For this Sci-Friday, enjoy a remastered 70mm version of the Original Star Tours ride. Take a look:
According to Wikipedia, the Star Tours ride was originally considered to be for The Black Hole but the expense and lack of popularity caused the project to be shelved. Meanwhile, Lucas and his team of special effects technicians at Industrial Light & Magic produced the first-person perspective film that would be projected inside the simulators. Star Tours utilized hydraulic motion base cabins featuring six degrees of freedom, including the ability to move 35 degrees in the X-Y-Z plane.

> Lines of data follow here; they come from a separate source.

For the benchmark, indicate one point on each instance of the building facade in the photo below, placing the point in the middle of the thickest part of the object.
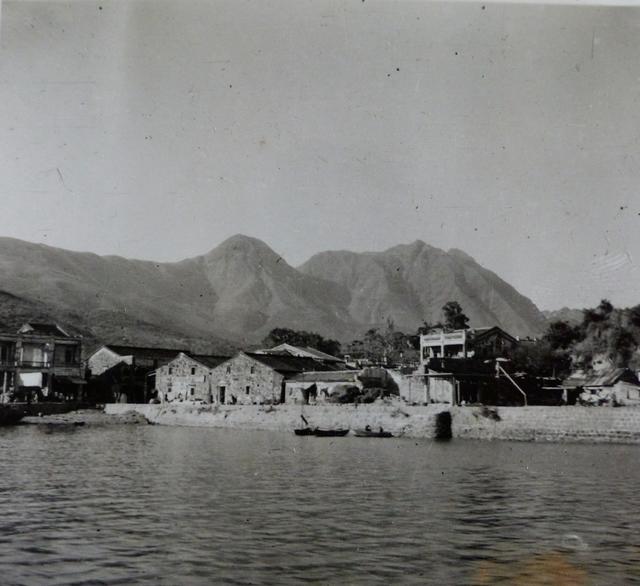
(41, 362)
(188, 378)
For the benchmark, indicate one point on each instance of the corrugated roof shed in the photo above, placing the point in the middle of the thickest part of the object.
(291, 364)
(606, 378)
(43, 329)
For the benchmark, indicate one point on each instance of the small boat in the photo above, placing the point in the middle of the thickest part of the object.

It was not all smooth sailing, however. The original script of the ride ran for 20 minutes, and went through several drafts before ending up with the final 4:30 version. Further, Imagineers were working with a new ride technology that was both complicated and finicky, and the team responsible for programming the motion of the vehicles found it nearly impossible to synchronize the movement to the audio track of the film. This resulted in the custom development of a joystick-based programming system that allowed programmers to design movements in real-time with the film playing on the monitor. Last-minute structural changes were needed to accommodate the full-motion simulators. Everything worked out, and Disneyland stayed open for a marathon 60-hour to celebrate the new ride’s opening. Star Tours ran for twenty three years, from 1987 to 2010, before being shut down to be re-imagined into its current incarnation.
But we can still appreciate the original Star Tours for what it was. Fun fact – the Captain RX-24 droid was played by none other than Paul “Pee Wee Herman” Reubens himself. One more fun fact – the life-size AT-AT walker outside the Star Tours entrance used to periodically shoot “lasers” in the form of water.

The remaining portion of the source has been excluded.